After a painful lapse in being able to emotionally enjoy these experiences, this return brings these gratitude-laden tears which on really momentous occasions can vacillate between crying and laughing as I resurface into authentically being grateful to be alive.

Once again, my experience is that the more I practice the thought substitution of focusing on what I am grateful for, the sooner genuine gratitude returns to me on the occasions that I lose touch with it.

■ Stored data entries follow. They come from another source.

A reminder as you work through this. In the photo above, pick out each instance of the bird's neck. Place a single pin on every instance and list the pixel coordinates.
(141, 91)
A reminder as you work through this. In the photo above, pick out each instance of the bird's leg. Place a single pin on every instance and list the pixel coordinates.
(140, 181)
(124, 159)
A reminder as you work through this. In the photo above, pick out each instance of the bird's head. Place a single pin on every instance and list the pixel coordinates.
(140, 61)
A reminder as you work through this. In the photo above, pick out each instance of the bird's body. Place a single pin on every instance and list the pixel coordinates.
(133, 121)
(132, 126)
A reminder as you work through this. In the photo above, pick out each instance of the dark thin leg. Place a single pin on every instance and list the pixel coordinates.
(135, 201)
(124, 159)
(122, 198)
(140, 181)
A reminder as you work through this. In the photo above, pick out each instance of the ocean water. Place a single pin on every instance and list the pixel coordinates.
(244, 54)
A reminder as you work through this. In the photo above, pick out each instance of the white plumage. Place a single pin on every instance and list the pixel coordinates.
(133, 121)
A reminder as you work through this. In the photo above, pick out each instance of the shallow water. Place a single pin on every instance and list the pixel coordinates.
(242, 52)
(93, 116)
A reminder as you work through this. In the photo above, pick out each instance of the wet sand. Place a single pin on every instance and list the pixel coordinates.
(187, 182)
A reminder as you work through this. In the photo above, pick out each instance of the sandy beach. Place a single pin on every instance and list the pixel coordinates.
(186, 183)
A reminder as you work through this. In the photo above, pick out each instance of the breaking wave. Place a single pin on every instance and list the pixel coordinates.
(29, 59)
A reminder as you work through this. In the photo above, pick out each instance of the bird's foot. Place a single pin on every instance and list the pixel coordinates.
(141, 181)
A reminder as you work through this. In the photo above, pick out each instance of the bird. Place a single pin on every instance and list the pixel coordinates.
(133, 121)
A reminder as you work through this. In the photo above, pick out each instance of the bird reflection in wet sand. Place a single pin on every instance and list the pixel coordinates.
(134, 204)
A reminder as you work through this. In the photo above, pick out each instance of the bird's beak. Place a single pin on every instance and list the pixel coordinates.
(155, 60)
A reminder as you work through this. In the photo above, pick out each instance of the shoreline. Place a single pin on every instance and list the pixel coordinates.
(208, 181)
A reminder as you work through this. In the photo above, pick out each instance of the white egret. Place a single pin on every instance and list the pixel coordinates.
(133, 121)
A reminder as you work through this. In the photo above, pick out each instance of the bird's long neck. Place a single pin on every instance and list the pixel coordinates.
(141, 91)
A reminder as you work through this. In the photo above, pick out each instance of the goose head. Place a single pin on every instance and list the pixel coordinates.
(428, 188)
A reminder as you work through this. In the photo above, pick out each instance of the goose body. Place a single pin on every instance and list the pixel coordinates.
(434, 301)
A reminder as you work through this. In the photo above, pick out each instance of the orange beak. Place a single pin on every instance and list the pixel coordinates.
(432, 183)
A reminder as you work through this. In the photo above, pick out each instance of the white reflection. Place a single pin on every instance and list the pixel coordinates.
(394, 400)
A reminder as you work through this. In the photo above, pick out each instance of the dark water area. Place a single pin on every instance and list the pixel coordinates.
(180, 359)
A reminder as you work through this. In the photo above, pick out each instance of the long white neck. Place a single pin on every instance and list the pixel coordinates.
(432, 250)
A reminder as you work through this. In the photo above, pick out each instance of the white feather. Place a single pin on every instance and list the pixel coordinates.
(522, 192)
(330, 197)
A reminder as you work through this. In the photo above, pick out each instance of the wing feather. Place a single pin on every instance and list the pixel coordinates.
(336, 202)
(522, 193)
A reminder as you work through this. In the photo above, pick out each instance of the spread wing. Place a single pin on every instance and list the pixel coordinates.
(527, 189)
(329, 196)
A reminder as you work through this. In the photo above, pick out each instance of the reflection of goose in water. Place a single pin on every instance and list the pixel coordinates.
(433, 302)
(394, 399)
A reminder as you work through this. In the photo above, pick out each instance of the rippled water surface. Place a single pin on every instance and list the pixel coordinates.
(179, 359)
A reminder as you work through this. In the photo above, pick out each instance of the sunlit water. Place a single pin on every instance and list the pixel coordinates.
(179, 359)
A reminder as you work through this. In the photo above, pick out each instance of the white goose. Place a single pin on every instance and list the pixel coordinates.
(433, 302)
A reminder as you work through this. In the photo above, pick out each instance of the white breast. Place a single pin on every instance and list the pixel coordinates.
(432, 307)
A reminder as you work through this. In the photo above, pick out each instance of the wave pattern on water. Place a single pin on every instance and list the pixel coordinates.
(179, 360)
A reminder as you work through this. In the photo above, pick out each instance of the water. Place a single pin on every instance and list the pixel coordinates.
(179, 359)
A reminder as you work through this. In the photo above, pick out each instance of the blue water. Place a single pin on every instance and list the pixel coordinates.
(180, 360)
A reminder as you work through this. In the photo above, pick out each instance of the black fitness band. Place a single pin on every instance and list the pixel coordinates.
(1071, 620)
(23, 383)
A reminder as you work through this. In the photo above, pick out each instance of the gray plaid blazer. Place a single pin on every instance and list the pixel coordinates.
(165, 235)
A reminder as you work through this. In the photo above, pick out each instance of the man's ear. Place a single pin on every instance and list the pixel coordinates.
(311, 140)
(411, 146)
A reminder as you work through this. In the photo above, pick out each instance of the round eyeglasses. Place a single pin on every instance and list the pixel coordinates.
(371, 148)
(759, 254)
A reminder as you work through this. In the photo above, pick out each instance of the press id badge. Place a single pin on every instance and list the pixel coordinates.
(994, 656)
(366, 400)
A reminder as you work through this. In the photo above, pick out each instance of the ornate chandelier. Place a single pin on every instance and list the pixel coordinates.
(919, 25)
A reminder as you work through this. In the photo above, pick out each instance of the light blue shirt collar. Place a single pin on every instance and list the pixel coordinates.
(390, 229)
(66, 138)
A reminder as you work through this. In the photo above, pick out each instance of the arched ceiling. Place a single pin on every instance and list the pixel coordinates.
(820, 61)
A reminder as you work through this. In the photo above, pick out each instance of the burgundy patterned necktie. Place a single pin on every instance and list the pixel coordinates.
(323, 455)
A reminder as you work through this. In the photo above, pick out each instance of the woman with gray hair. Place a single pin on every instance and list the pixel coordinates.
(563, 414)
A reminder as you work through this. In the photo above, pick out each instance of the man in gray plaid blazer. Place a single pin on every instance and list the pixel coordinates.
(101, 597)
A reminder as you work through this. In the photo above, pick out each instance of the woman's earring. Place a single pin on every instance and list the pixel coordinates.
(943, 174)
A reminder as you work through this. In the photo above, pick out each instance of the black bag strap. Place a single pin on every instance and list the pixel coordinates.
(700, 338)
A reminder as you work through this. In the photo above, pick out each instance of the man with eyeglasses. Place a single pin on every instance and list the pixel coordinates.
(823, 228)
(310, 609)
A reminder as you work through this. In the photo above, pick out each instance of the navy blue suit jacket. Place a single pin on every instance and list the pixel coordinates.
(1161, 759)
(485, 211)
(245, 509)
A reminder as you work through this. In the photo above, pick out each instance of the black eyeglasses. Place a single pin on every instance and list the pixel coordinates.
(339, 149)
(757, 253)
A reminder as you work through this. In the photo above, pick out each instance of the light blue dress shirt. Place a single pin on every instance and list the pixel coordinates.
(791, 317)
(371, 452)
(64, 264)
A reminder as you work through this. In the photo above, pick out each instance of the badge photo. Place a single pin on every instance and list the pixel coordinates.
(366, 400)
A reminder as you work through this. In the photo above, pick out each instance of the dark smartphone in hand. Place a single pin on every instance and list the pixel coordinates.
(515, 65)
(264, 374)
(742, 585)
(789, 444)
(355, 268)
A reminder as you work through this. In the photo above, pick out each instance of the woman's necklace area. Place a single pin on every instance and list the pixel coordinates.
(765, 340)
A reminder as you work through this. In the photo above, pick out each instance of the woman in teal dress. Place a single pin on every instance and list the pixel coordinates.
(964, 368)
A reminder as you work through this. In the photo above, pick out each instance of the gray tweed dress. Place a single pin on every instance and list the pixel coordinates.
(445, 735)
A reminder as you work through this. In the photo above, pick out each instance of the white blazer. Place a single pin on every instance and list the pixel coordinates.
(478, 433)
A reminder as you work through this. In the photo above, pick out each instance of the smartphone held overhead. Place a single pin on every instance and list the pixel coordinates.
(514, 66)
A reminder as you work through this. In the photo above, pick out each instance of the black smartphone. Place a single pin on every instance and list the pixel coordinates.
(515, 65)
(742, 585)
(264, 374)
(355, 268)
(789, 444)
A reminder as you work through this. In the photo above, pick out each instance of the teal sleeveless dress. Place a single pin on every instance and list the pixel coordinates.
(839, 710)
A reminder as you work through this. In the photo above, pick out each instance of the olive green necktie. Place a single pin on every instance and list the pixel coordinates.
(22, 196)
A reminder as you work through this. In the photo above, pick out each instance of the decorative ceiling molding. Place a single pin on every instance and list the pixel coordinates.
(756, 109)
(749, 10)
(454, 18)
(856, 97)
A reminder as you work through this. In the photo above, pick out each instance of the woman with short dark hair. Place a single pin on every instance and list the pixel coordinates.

A powerful way to practice perspective-correction is as follows. After you go to bed at night, list at least ten positive happenings of the day. More often than not these will not be peak experiences, but rather basic and simple pleasures and appreciations. They may be as simple as a catchy tune, an engaging color, a sweet scent, an enjoyable food serving of the day, a new flower in a local garden, a satisfying TV show, a neighbor’s hello, a feeling of fitness climbing the stairs, soothing words from a favorite author, or a pleasant encounter with a pet.

Decades of this practice have helped me immeasurably to upgrade the sour perspective I inherited from my parents. Alignment with this function of the healthy observing ego provides us with a more balanced and accurate perception of life and other people.

The Neuroplasticity Of The Brain

I am repeatedly heartened to read the accumulating evidence from neuroscience research that proves the neuroplasticity of the brain. Neuroplasticity means that the brain can grow and change throughout our life. Old self-destructive neural pathways can be diminished and new healthier ones can replace them. A General Theory of Love by Thomas Lewis inspiringly explicates this fact. This fact helps me to remember that the critic can indeed literally be shrunk via longterm, frequent and dedicated use of the thought-stopping, thought-substitution and thought-correction practices.

As recovery progresses, you notice the critic sooner before its attack becomes multidimensional. This then allows you to take more immediate self-protective action. Moreover, Cptsd flashbacks can be utilized as evidence of, and in later stages of recovery, proof of your childhood traumatization. Flashbacks point irrefutably to the fact that your parent’s abandonment forced you to habituate to hypervigilance and negative noticing.